# Babson Mare



## Misty'sGirl (Oct 22, 2007)

I'm not great at conformation but to me her back looks quite long... might be an illusion, I'm new at this!


----------



## Elana (Jan 28, 2011)

She is both weak and rough coupled. Her knees and hocks are a bit too high. She looks to have adequate bone but also looks tied in at the knee. Good shoulder and set to her neck. She is weak muzzled.. very snipey in that regard (even for an Arabian as the breed wants a delicate muzzle.. this is too delicate).


----------



## twhsshbealuvr (Jun 13, 2013)

I agree that she is rough coupled and in some of the pictures she looks over in the knee too soft of a muzzle and I don't know what it is but I don't care for her tail set
_Posted via Mobile Device_


----------



## KigerQueen (Jun 16, 2013)

Here are some better pics
her standing mostly square

















Her standing how she normaly likes to stand


----------



## Tryst (Feb 8, 2012)

Se appears very upright in her shoulder to me- rough ride?


----------



## KigerQueen (Jun 16, 2013)

Like a car with no shocksdown a dirt road lol. She is not a smooth ride but you have to force her to slow down.
_Posted via Mobile Device_


----------



## BreakableRider (Aug 14, 2013)

She looks really uncomfortable. If she chooses to stand underneath herself that much all the time i'd really look into it.


----------



## KigerQueen (Jun 16, 2013)

Her feet and everything are fine, trust me my first thought was founder. Nope its just her conformation. And she was used for horse tripping so I would not be surprised if her stance has been altered by that.


----------



## Elana (Jan 28, 2011)

Per your request.
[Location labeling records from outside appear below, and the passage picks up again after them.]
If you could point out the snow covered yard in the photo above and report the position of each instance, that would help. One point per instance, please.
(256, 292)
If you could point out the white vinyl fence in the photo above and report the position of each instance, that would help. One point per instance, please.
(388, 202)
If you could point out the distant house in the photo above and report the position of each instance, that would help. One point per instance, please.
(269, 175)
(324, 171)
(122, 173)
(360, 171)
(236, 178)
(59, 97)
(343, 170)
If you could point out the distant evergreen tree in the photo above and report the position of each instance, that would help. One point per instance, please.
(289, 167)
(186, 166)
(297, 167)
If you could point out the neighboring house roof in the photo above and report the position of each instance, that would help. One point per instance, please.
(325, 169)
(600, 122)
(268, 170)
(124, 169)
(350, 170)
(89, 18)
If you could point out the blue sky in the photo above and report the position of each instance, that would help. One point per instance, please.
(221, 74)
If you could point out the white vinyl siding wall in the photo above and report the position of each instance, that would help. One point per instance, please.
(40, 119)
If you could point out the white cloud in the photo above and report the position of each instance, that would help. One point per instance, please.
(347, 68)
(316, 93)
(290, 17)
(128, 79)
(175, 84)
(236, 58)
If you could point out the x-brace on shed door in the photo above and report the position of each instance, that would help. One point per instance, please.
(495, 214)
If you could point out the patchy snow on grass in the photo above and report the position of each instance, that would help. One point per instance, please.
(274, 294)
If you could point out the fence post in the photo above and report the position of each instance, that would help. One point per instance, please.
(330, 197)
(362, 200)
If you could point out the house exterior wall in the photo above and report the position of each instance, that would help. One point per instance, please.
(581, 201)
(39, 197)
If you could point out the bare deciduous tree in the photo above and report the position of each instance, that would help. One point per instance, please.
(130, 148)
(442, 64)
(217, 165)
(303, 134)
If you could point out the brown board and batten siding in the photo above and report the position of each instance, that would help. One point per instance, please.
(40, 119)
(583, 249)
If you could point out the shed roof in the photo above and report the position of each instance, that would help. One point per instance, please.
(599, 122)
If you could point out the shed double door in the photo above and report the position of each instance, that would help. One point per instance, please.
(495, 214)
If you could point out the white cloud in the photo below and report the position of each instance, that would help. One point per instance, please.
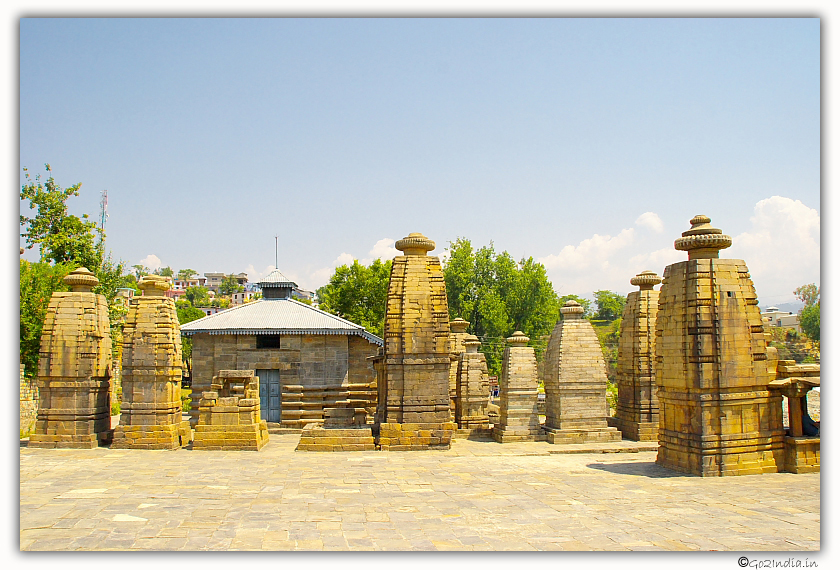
(384, 249)
(151, 261)
(782, 248)
(343, 259)
(254, 275)
(591, 253)
(651, 221)
(320, 277)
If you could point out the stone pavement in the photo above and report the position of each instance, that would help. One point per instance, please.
(479, 495)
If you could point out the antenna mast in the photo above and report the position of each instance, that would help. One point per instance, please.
(103, 215)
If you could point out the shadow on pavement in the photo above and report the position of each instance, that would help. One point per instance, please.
(643, 469)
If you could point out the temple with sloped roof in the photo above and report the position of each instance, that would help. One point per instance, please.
(306, 359)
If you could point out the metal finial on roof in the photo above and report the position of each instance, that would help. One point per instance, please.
(276, 279)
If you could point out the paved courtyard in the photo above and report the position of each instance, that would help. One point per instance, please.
(479, 495)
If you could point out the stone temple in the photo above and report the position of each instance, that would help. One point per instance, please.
(518, 387)
(457, 335)
(576, 382)
(413, 409)
(472, 387)
(150, 414)
(717, 415)
(637, 408)
(74, 369)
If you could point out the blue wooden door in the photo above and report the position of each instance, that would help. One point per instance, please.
(270, 404)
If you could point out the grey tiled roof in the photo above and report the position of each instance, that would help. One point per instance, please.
(276, 316)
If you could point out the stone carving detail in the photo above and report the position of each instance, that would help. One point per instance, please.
(637, 408)
(717, 416)
(414, 401)
(518, 418)
(28, 404)
(229, 414)
(472, 387)
(576, 382)
(74, 369)
(457, 335)
(150, 414)
(802, 443)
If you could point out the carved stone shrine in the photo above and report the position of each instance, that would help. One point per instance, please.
(74, 369)
(150, 413)
(414, 400)
(717, 415)
(229, 414)
(518, 417)
(576, 382)
(637, 407)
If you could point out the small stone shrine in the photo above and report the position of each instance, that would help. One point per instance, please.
(229, 414)
(344, 429)
(637, 408)
(457, 335)
(802, 443)
(472, 387)
(150, 413)
(518, 417)
(413, 389)
(576, 382)
(28, 403)
(716, 414)
(74, 369)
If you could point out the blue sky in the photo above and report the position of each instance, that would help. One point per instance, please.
(585, 143)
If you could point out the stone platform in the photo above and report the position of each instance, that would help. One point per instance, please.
(586, 435)
(802, 454)
(415, 436)
(478, 495)
(169, 436)
(316, 437)
(637, 431)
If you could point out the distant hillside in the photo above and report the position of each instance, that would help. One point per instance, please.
(794, 307)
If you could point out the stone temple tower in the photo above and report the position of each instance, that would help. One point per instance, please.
(519, 419)
(716, 414)
(414, 403)
(637, 409)
(457, 335)
(74, 370)
(151, 402)
(576, 382)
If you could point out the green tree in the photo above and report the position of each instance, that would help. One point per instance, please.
(809, 316)
(197, 296)
(499, 296)
(808, 294)
(66, 242)
(230, 285)
(62, 237)
(140, 270)
(187, 314)
(358, 293)
(809, 320)
(184, 274)
(610, 305)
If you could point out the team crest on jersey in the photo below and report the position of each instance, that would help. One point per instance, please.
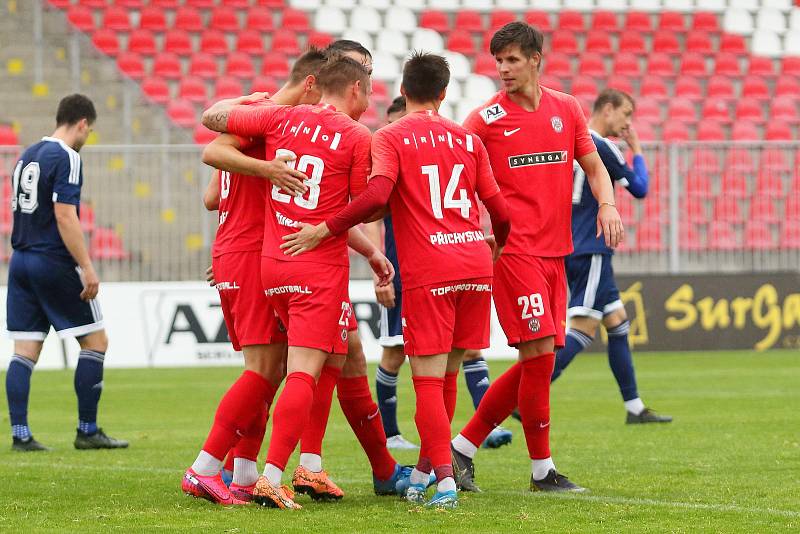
(493, 113)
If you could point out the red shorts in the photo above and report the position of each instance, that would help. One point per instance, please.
(311, 299)
(446, 315)
(530, 294)
(249, 316)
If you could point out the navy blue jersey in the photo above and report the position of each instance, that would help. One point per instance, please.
(48, 172)
(584, 205)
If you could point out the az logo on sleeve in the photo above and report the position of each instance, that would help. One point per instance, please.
(492, 113)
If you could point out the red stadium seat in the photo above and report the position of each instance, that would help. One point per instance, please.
(131, 65)
(106, 41)
(285, 41)
(203, 65)
(735, 185)
(762, 209)
(705, 22)
(116, 18)
(461, 41)
(249, 42)
(224, 19)
(156, 90)
(178, 42)
(726, 208)
(539, 19)
(189, 19)
(239, 65)
(193, 89)
(569, 20)
(81, 17)
(182, 113)
(275, 64)
(592, 64)
(758, 236)
(638, 21)
(435, 20)
(260, 19)
(213, 43)
(295, 20)
(604, 21)
(153, 19)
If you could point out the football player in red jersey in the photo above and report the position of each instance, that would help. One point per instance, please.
(431, 171)
(532, 134)
(309, 295)
(241, 416)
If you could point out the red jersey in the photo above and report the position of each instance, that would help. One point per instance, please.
(330, 148)
(531, 153)
(438, 167)
(241, 204)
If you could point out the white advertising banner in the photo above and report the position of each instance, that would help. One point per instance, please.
(175, 324)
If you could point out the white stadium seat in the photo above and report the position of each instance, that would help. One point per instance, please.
(392, 42)
(367, 19)
(427, 40)
(737, 21)
(401, 18)
(330, 20)
(766, 43)
(771, 19)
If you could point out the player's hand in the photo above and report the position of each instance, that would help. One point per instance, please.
(91, 283)
(308, 238)
(210, 276)
(290, 180)
(609, 224)
(384, 271)
(384, 294)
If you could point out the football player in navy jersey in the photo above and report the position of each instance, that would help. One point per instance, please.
(51, 279)
(594, 296)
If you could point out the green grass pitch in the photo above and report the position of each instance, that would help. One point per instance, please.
(729, 463)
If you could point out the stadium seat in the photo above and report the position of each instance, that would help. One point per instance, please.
(203, 65)
(189, 19)
(156, 90)
(116, 18)
(762, 209)
(260, 19)
(213, 43)
(182, 113)
(131, 65)
(81, 17)
(193, 89)
(106, 41)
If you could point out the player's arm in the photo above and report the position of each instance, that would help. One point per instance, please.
(211, 196)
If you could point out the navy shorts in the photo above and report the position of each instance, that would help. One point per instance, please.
(593, 291)
(44, 290)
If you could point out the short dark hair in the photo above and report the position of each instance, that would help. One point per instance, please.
(615, 97)
(346, 45)
(73, 108)
(397, 105)
(340, 72)
(528, 38)
(425, 76)
(306, 65)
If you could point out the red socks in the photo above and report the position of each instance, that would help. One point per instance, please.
(290, 418)
(365, 420)
(235, 413)
(497, 404)
(311, 442)
(433, 424)
(534, 404)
Aqua lines show what I would LIKE to see.. a higher point of shoulder and a less steep shoulder and her point of croup moved forward. . She is actually quite level. I wish hocks and knees were closer to the ground. She is pigeon breasted and she has a weak jaw.. wish she has a stronger head. 

Nice sized feet.


----------



## CandyCanes (Jul 1, 2013)

I like your little diagram Elana  
I have to agree... Over at the knee, weak hindquarters and long through the back. 
But I suppose it doesn't matter too much any more as shes getting older  
I (personal opinion) quite like her head


----------



## WesternRider88 (Oct 30, 2012)

I can't say much about her conformation but she's really pretty!


----------



## KigerQueen (Jun 16, 2013)

Lol she may be getting older in numbers but not in her head XD she is still convinced she is 6. And thank you for the lines! People see her move and say "Oh she must be such a smooth ride!" I nearly fall off her laughing! She is NOT smooth, well her gallop is but anything slower is kidney and back busting! I always think her head is bulky from head on, more square than I see in most arabs. Im not going to breed her so idc if shes a lil wonky lol.


----------